Tanto como técnica de apoyo, como actividad por si misma, la orientación aporta una gran cantidad de beneficios al que la practica. Estos beneficios son:

 

    1. Beneficios:
  • Físico-motrices. Cuando se plantea como actividad independiente, la orientación se complementa con el senderismo y el atletismo, aportando beneficios como el desarrollo de nuestro equilibrio, resistencia, potencia y control del cansancio.
  • Mentales. La orientación es una actividad que requiere grandes dosis de concentración, observación y lógica. Cuanto más practiquemos, más creceremos en estos aspectos.
  • Afectivo-sociales. Cuando practicamos en grupo, la orientación requiere toma de decisiones conjuntas, lo que nos ayuda a desarrollar nuestra capacidad de diálogo y de respeto al grupo. Además, el tener que permanecer unido al resto, obliga a colaborar con los más débiles físicamente, y a fomentar el trabajo en equipo.
  • Cognitivos. Ya hemos dicho que la orientación nos requiere una gran observación del terreno. Aprenderemos a reconocer distintas formaciones geográficas y desplazarnos por ellas. Además, tendremos que manejar conocimientos de topografía y geografía y relacionarlos con el entorno.
  • Metodológicos. Plantear una actividad de orientación puede ser la base de una gymkhana o de una excursión, y servir para conducir al grupo al lugar de comienzo de otra actividad.

 

    1. Perjuicios:
  • Existe un riesgo evidente de que los participantes se pierdan, o tengan problemas al ir solos (salvo que tengamos tantos monitores como grupos, cosa que no se suele dar). Deberemos de ser todo lo precavidos que podamos, elegir sitios donde podamos controlar todo el itinerario y establecer límites en el terreno. Dar silbatos al grupo, y explicar su uso puede ayudar mucho.
  • Si los participantes no han entendido bien el manejo de la técnica, puede llegar a frustrar.
  • Comprender esa técnica depende en gran parte de la explicación y de la manera en que progresamos en la complejidad de la misma. Existe entonces el peligro de que los participantes se descuelguen en algún momento al no haber asentado bien los conceptos fundamentales.

 

  1. MATERIALES.

Los materiales necesarios para el desarrollo de esta actividad pueden ser muchos.. Vamos a dar una lista de un buen número de ellos, pero puntualizando que solo dos son fundamentales: el mapa y la brújula. Estos materiales son:

  • Mapa
  • Brújula
  • G.P.S. (Global Possitioning System)
  • Altímetro
  • Escalímetro
  • Funda para el mapa
  • Silbato
  • Lápices y marcadores de colores
  • Podómetro

 

  1. A.      El mapa

Vamos a ver más detenidamente el mapa como elemento fundamental de la orientación. Podríamos definirlo como la “representación gráfica del terreno con todos sus accidente geográficos sobre una superficie plana”. Los mapas están encuadrados en una retícula de meridianos y paralelos, siendo los primeros los círculos imaginarios que rodean a la tierra pasando por los polos (marcan pues la dirección Norte-Sur), y siendo los segundos los que rodean a la Tierra en dirección Este-Oeste y paralelos al Ecuador, que es el paralelo 0.

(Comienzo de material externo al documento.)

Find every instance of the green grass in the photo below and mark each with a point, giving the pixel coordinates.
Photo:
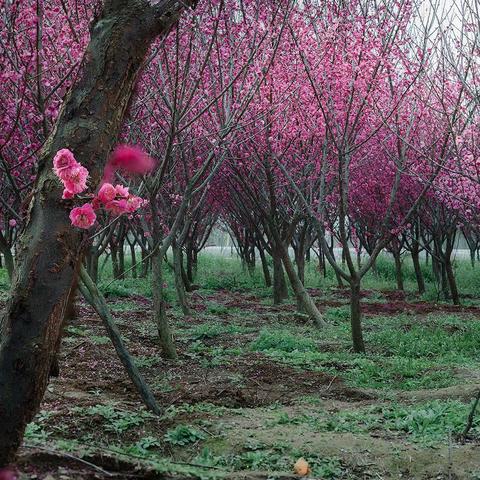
(400, 355)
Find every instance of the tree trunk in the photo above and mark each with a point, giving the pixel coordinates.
(190, 264)
(49, 250)
(418, 271)
(145, 263)
(97, 301)
(115, 263)
(304, 301)
(452, 284)
(265, 269)
(7, 255)
(133, 257)
(280, 290)
(300, 262)
(356, 317)
(165, 335)
(121, 260)
(179, 285)
(398, 270)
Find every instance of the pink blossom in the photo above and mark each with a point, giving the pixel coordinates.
(122, 191)
(75, 180)
(131, 159)
(134, 203)
(117, 207)
(67, 194)
(8, 473)
(83, 217)
(63, 162)
(107, 193)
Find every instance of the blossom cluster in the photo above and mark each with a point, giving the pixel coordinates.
(116, 200)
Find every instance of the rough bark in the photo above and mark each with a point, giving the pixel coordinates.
(7, 255)
(266, 271)
(398, 270)
(49, 249)
(179, 285)
(280, 290)
(304, 301)
(356, 317)
(418, 271)
(165, 335)
(97, 301)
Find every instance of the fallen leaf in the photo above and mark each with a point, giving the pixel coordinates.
(301, 467)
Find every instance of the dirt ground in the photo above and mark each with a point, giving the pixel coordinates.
(251, 388)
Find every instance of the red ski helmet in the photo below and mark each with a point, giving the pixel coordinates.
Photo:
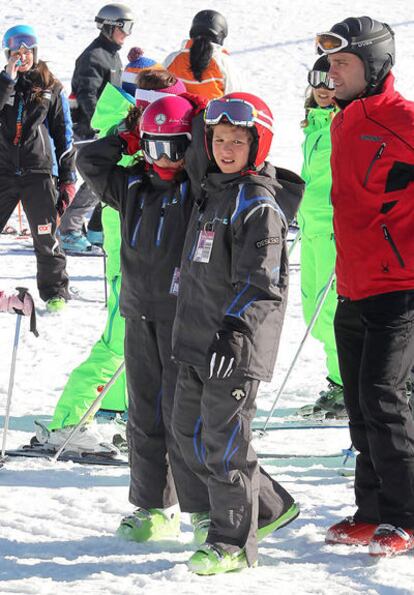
(249, 111)
(168, 116)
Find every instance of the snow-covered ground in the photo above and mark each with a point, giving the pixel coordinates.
(57, 521)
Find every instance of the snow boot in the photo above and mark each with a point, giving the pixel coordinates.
(287, 517)
(350, 532)
(75, 241)
(55, 304)
(153, 524)
(390, 541)
(213, 559)
(201, 524)
(86, 440)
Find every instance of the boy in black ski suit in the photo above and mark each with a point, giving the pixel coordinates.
(231, 305)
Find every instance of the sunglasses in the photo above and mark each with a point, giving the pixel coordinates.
(318, 79)
(172, 147)
(237, 111)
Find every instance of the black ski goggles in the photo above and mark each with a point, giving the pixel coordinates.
(318, 79)
(329, 43)
(17, 41)
(172, 147)
(236, 111)
(125, 26)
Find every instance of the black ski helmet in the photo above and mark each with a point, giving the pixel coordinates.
(371, 41)
(211, 24)
(321, 64)
(114, 15)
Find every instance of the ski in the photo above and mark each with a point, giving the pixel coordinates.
(300, 425)
(67, 456)
(87, 253)
(272, 455)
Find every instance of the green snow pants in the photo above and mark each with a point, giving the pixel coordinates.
(103, 361)
(317, 261)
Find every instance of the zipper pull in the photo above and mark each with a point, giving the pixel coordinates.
(380, 151)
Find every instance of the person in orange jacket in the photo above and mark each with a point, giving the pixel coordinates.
(202, 63)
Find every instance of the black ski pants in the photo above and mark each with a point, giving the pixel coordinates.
(158, 472)
(37, 193)
(375, 340)
(212, 423)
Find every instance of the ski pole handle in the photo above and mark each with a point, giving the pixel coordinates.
(318, 308)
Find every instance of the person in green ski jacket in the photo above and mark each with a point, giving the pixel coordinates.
(316, 228)
(107, 354)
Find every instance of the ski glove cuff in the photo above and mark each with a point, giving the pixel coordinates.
(21, 304)
(67, 191)
(225, 353)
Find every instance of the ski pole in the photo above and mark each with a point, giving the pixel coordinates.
(105, 281)
(294, 243)
(311, 324)
(91, 411)
(11, 383)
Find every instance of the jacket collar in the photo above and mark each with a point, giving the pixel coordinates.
(108, 44)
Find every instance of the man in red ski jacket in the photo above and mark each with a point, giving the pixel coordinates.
(373, 196)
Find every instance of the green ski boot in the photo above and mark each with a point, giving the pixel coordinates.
(153, 524)
(212, 559)
(290, 515)
(201, 524)
(55, 304)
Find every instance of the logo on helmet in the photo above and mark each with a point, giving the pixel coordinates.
(160, 119)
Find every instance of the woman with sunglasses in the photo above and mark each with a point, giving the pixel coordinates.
(36, 152)
(316, 229)
(154, 201)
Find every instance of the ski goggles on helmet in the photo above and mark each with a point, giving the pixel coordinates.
(329, 43)
(318, 79)
(15, 42)
(125, 26)
(172, 147)
(237, 111)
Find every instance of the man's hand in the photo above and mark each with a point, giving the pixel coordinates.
(224, 354)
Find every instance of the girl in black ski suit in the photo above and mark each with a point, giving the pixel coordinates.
(36, 156)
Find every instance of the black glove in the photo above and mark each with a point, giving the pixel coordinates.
(66, 194)
(224, 354)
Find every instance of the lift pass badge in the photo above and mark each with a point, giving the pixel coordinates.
(175, 283)
(204, 246)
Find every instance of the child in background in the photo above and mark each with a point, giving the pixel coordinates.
(318, 250)
(154, 203)
(231, 305)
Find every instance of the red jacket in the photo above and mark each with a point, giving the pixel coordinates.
(373, 194)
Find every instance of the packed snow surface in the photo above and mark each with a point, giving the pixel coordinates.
(58, 520)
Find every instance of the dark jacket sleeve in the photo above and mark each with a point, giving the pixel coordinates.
(90, 75)
(6, 88)
(97, 164)
(259, 265)
(60, 128)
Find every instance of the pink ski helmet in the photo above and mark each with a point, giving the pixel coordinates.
(168, 116)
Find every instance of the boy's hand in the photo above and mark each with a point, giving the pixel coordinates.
(13, 66)
(224, 354)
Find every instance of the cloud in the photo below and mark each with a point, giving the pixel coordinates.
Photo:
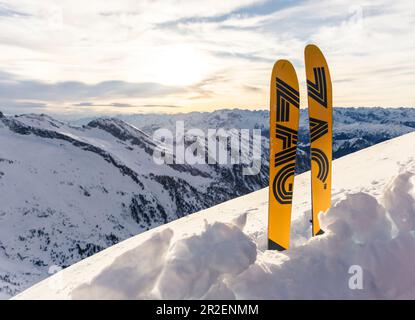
(122, 105)
(12, 88)
(71, 52)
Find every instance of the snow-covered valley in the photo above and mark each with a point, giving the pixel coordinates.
(221, 252)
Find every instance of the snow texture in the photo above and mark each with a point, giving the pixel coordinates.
(220, 252)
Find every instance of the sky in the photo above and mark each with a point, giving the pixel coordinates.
(124, 56)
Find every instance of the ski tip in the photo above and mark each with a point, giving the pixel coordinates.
(320, 232)
(275, 246)
(312, 47)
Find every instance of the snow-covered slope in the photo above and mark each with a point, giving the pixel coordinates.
(67, 192)
(353, 128)
(221, 252)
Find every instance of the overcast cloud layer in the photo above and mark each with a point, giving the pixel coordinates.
(115, 56)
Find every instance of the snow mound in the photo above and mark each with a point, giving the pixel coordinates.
(189, 268)
(370, 228)
(222, 262)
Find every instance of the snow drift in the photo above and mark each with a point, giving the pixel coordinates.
(221, 252)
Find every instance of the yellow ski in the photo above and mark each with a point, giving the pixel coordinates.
(321, 119)
(284, 118)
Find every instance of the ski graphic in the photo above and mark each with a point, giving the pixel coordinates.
(320, 112)
(284, 118)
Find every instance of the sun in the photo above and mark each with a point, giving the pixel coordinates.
(180, 65)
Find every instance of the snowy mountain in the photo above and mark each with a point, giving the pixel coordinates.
(68, 192)
(353, 128)
(221, 252)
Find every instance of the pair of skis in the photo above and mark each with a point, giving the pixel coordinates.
(284, 120)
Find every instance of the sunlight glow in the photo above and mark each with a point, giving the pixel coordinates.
(179, 65)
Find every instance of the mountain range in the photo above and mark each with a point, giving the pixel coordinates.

La longitud mide la distancia de un punto al meridiano 0 (o de Greenwich), y la latitud, la distancia de un punto con respecto al ecuador (pudiendo ser latitud norte o latitud sur, según el hemisferio en el que se encuentre ese punto). Para nombrar tanto latitud como longitud, usaremos como medida los grados, minutos y segundos. Esa retícula de la que hablamos se llama coordenadas. Nos sirven para localizar un punto cualquiera en la superficie de la Tierra. Para ello, nombraremos la latitud y la longitud de ese punto (el albergue de Laroles se encuentra aproximadamente a 3º 1’ 40’’ Oeste / 37º 0’ 35’’ Norte). Para ayudarnos en la ubicación de un punto en la superficie terrestre, utilizaremos la líneas de longitud y latitud que están impresas en los márgenes de todo mapa topográfico.

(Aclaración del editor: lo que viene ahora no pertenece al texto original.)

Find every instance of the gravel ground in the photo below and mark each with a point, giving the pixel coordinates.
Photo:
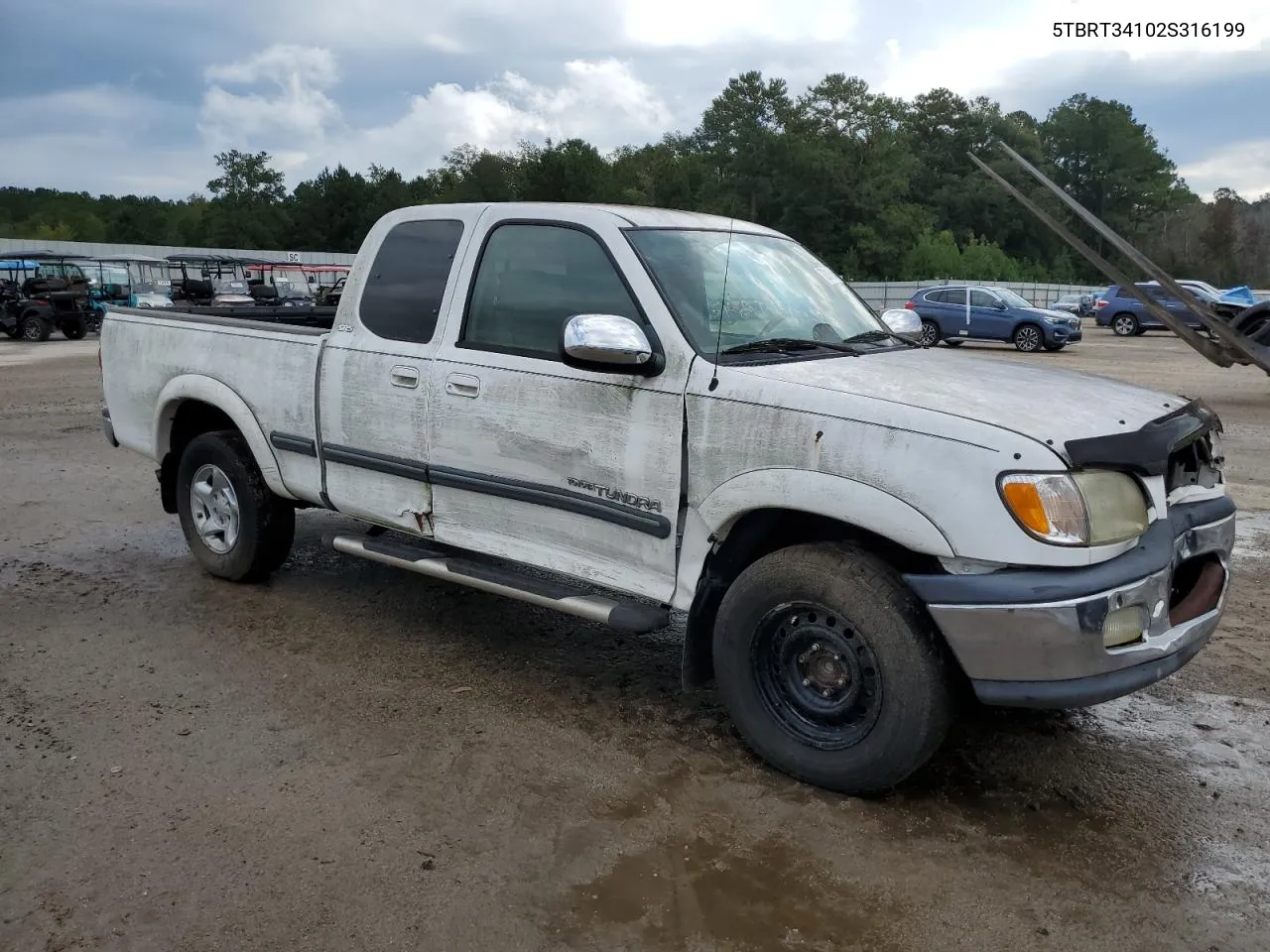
(353, 758)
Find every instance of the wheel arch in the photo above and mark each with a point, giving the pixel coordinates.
(191, 404)
(752, 516)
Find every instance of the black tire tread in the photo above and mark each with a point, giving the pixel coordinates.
(916, 666)
(268, 524)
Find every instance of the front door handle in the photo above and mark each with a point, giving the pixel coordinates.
(462, 385)
(403, 376)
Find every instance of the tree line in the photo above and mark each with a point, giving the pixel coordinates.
(881, 188)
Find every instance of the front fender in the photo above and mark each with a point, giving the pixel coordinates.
(211, 391)
(802, 490)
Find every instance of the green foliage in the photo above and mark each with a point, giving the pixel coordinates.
(878, 186)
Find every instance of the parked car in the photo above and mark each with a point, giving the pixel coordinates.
(1080, 304)
(957, 312)
(552, 403)
(1127, 316)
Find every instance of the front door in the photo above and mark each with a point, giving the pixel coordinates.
(988, 321)
(540, 462)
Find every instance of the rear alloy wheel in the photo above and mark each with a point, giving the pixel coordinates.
(235, 527)
(1124, 325)
(1028, 338)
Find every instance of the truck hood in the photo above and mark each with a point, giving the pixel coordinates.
(1042, 403)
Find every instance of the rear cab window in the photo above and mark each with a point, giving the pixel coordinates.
(403, 293)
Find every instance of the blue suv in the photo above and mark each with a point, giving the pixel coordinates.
(956, 312)
(1128, 317)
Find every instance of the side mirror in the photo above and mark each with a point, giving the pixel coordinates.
(607, 341)
(903, 322)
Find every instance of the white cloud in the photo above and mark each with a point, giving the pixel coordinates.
(294, 116)
(1243, 167)
(602, 102)
(996, 44)
(699, 23)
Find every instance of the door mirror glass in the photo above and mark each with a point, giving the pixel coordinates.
(607, 341)
(903, 322)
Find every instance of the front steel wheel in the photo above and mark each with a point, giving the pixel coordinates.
(830, 669)
(817, 675)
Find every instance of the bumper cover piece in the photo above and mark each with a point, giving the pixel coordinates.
(1034, 638)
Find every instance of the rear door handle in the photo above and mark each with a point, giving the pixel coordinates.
(403, 376)
(462, 385)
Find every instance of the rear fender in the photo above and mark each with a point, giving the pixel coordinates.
(213, 393)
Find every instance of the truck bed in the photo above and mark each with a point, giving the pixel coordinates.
(321, 317)
(261, 372)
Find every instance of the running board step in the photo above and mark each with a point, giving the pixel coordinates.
(616, 613)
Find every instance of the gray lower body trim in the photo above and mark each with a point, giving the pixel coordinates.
(376, 462)
(553, 498)
(293, 443)
(503, 488)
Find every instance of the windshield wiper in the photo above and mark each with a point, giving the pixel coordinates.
(876, 336)
(788, 345)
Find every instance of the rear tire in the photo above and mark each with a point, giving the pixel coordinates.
(829, 667)
(234, 525)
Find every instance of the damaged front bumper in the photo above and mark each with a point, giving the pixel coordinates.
(1039, 638)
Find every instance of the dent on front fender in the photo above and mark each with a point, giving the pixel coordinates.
(799, 490)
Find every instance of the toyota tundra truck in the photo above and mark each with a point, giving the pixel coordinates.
(631, 414)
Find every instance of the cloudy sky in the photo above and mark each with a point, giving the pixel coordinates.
(143, 93)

Es necesario hablar del concepto de la Escala. Es la relación constante entre las dimensiones existentes en el mapa y las que existen realmente en el terreno. Es decir, una representación del terreno en menos espacio, pero guardando fidelidad a las formas y a las proporciones reales. Cuando observemos un mapa, nos encontraremos con dos escalas. La escala numérica y la gráfica. La primera se representa con un quebrado (1:15.000, por ejemplo), indicándonos la relación que existe entre una distancia en el mapa y su equivalente en el terreno (en el ejemplo que hemos puesto, 1:15.000, querría decir que 1 cm en el mapa equivale a 15.000 en la realidad, o 150 metros, que es lo mismo). También nos vamos a encontrar con la escala gráfica, que no es más que la representación gráfica de la escala numérica, siendo una línea horizontal dividida en partes. Cada una de esas partes nos indica de manera simbólica la distancia real entre dos puntos.

 

Es muy importante saber interpretar en un mapa las distintas formaciones geológicas de terreno (subidas, barrancos, circos, valles, etc.). Para eso están las llamadas curvas de nivel, que son las líneas que el mapa nos indican todos los puntos que tienen la misma altitud con respecto al nivel del mar. Vendrían a ser planos que cortan la montaña paralelamente a la superficie del mar. Según la cantidad y proximidad de curvas de nivel podremos hacernos una idea de cómo es el terreno que representa. Así, curvas de nivel muy juntas nos representan un terreno muy inclinado, y si están más separadas un terreno llano. Para facilitar la lectura de los relieves, en los mapas topográficos se suele destacar una curva de cada cinco (haciéndola más gruesa), que se llama curva maestra, y solo en ella, y en algún punto de su trazado nos indicará el numero de metros a los que se encuentra con respecto al nivel del mar. Es importante entender el significado de equidistancia entre las curvas, que no es ni más ni menos que la cantidad de metros que subimos o bajamos de una curva a otra (está equidistancia suele estar indicada en los mapas).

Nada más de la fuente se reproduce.